Losing Forests to Fuel Cars
Tuesday, July 31, 2007
Jaguars, blue macaws and giant armadillos roam the fickle landscape of Brazil's Cerrado, a vast plateau where temperatures range from freezing to steaming hot and bushes and grasslands alternate with forests and the richest variety of flora of all the world's savannas.
That could soon come to an end. In the past four decades, more than half of the Cerrado has been transformed by the encroachment of cattle ranchers and soybean farmers. And now another demand is quickly eating into the landscape: sugarcane, the raw material for Brazilian ethanol.
"Deforestation in the Cerrado is actually happening at a higher rate than it has in the Amazon," said John Buchanan, senior director of business practices for Conservation International in Arlington. "If the actual deforestation rates continue, all the remaining vegetation in the Cerrado could be lost by the year 2030. That would be a huge loss of biodiversity."
The roots of this transformation lie in the worldwide demand for ethanol, recently boosted by a U.S. Senate bill that would mandate the use of 36 billion gallons of ethanol by 2022, more than six times the capacity of the United States' 115 ethanol refineries. President Bush, who proposed a similar increase in his State of the Union address, visited Brazil and negotiated a deal in March to promote ethanol production in Latin America and the Caribbean.
U.S. companies and investors -- including George Soros and agribusiness giants Archer Daniels Midland and Cargill -- are staking out territory in Brazil, expecting even greater growth in biofuels.
"There was already a race for Brazilian ethanol, and President Bush's announcements gave more credibility to the process," said Roberto Rodrigues, former Brazilian agriculture minister, who formed the Interamerican Ethanol Commission with former Florida governor Jeb Bush in December.
The Brazilian government and big agribusiness companies say that the expansion of soybean and sugarcane fields doesn't necessarily mean devastation of the Cerrado, which hosts an estimated 160,000 species of animals and plants, many threatened with extinction. They say they plant on wastelands and pastures where cattle once grazed, improving the soil quality and productivity.
But environmental groups argue that as soy and sugarcane displace cattle and less lucrative crops, ranchers are moving farther into the unspoiled areas of the Cerrado.

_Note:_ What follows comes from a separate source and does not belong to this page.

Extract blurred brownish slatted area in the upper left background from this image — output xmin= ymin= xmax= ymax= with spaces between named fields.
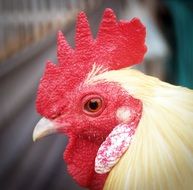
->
xmin=0 ymin=0 xmax=100 ymax=61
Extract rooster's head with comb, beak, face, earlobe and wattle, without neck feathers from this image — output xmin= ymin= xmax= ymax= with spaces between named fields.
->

"There are ranchers substituting sugarcane for cattle in the Sao Paulo area, for instance, and displacing cattle to the state of Bahia, both in the Cerrado. So what is the point?" asks Ricardo Machado, author of a study about the Cerrado for Conservation International.

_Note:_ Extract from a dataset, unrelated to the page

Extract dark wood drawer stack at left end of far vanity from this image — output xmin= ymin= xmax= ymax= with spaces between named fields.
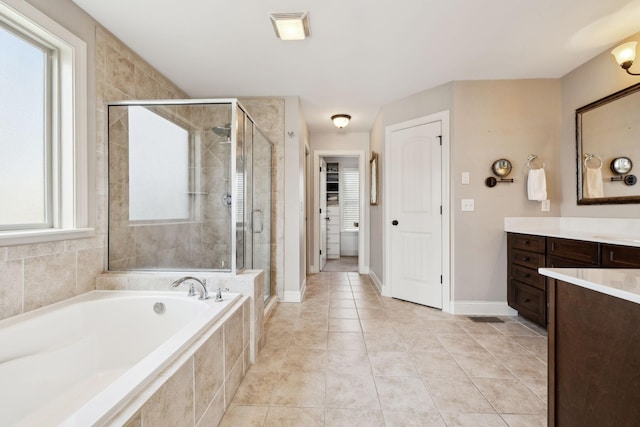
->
xmin=507 ymin=233 xmax=547 ymax=327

Sugarcane and soybeans play a crucial role in Brazil's agriculture, one of the most dynamic sectors of the country's economy. And both are under pressure to expand as a result of the ethanol boom.

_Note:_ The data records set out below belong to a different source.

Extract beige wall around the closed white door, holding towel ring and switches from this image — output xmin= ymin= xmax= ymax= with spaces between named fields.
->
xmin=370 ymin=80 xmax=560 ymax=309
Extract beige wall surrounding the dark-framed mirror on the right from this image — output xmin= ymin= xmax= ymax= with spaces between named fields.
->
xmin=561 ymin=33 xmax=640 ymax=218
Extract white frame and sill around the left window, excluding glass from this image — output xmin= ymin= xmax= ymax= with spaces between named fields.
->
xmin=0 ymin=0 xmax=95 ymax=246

Sugarcane is touted by environmentalists as a better option than corn for producing ethanol. Sugarcane ethanol costs half as much to produce, and the process is five times as efficient in its use of fossil fuels.
Lured by the prospect of making ethanol from Brazilian sugarcane, many U.S. firms are trying to catch up with European and Asian investors. The company Soros is backing, Adecoagro, has become one of the main investors in Brazilian ethanol, planning to spend $1 billion to build three plants over the next five years. Goldman Sachs and Carlyle Group are also behind new ethanol investments in Brazil.